Brazil Government Announces Spending Freeze. Fiscal picture deteriorating amid deep recession, political gridlock, but cutting nearly 90% of government spending requires congressional approval or constitutional change,
The government said it was freezing all that is remaining in the 2015 budget, except earmarked, mandatory costs such as public-servant salaries, retirement benefits, jobless insurance and the administration’s hallmark income-distribution program known as Bolsa Família.
The frozen funds amount to 11.2 billion Brazilian reais ($2.9 billion) for the executive branch and 1.7 billion reais for the judiciary and legislative branches, said Dyogo Oliveira, an executive secretary at the Planning Ministry.
The announcement came hours after the central bank said Brazil’s budget gap in October reached 9.5% of gross domestic product, up from 9.34% of GDP in September, a level economists consider too high.
Finance Minister Joaquim Levy, when he took on the job in January, promised to end the year with a primary surplus—or the budget balance before interest payments—equal to 1.1% of GDP.
But a deep recession ensued, surprising economists within and outside the government. A weekly survey by the central bank shows economists forecasting a 3.2% contraction this year, substantially worse than their early-January forecast of 0.5% growth.
The downturn has drastically reduced tax revenue. As a result, even after cutting 79.5 billion reais, or 1.4% of GDP, in its spending throughout the year, the government still can’t meet its target.
Bloomberg’s David Biller is even gloomier, Withering Demand Leaves Brazil GDP in ‘Obituary’ Condition
“There is no room for any growth in the coming quarters,” Perfeito said by phone from Sao Paulo. “The situation is really, really bad.”
The Economist has an equally gloomy backgrounder, Brazilian waxing and waning
Red tape, poor infrastructure and a strong currency have rendered much of industry uncompetitive. So consumers have been the main source of demand. A low unemployment rate pushed up wages. In the past ten years wages in the private sector have grown faster than GDP (public-sector workers have done even better). That allowed consumers to borrow more, which encouraged still more spending. Now the virtuous circle is turning vicious. Real wages have been falling since March, compared with a year earlier, mainly because Brazilian workers’ productivity never justified the earlier rises. People are returning to seek work just as there are fewer jobs to go around: unemployment, which has long been falling and dipped below 5% for most of 2014, increased to 7.9% in October. Economists expect it to reach 10% next year.
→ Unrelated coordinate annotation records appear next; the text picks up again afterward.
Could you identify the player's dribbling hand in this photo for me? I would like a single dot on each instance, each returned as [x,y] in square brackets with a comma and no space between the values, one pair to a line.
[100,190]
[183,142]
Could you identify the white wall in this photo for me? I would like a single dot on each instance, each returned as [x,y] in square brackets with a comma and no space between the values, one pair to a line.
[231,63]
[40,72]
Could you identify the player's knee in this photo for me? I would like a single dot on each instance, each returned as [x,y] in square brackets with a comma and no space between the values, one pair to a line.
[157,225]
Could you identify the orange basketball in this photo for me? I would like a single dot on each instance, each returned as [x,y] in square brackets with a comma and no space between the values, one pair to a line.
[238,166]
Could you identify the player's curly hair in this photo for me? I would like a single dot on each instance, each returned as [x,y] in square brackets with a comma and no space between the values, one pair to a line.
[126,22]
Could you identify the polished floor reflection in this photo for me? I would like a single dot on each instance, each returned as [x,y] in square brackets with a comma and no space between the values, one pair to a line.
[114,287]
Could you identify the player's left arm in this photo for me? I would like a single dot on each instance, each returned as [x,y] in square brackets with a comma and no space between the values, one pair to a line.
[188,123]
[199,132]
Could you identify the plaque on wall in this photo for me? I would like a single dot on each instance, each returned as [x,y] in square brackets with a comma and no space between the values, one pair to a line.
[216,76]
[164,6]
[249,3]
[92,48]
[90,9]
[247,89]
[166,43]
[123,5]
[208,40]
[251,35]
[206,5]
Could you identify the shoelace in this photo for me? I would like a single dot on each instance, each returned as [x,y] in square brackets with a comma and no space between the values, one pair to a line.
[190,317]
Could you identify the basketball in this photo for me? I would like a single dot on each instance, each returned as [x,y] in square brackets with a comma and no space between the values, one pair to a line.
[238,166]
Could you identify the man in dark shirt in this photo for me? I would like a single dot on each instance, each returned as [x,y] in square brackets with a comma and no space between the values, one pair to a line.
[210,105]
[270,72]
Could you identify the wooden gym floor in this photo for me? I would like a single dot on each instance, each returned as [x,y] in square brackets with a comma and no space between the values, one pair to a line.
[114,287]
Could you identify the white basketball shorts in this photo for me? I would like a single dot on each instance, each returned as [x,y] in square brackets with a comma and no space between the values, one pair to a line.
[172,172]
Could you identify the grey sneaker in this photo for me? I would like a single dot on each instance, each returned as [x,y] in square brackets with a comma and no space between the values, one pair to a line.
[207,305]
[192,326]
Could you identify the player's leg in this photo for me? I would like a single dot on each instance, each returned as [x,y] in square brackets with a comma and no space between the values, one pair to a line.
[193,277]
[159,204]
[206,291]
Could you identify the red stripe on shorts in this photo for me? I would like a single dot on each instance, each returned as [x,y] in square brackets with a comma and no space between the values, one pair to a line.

A combination of lower commodity prices, fiscal contraction and the fading of a consumer credit boom hit what was once one of the world’s fastest-growing economies.
Brazil has also been hit by the big “Car Wash” investigation into corruption at Petrobras, the state-owned oil company, which has paralysed congress and the corporate sector.
I disagree with the latter, in that Brazil has not been hit by the big “Car Wash” investigation into corruption at Petrobras; Brazil is suffering the consequences of long-term corruption in all its institutions. It’s not the investigation, it’s the corruption itself.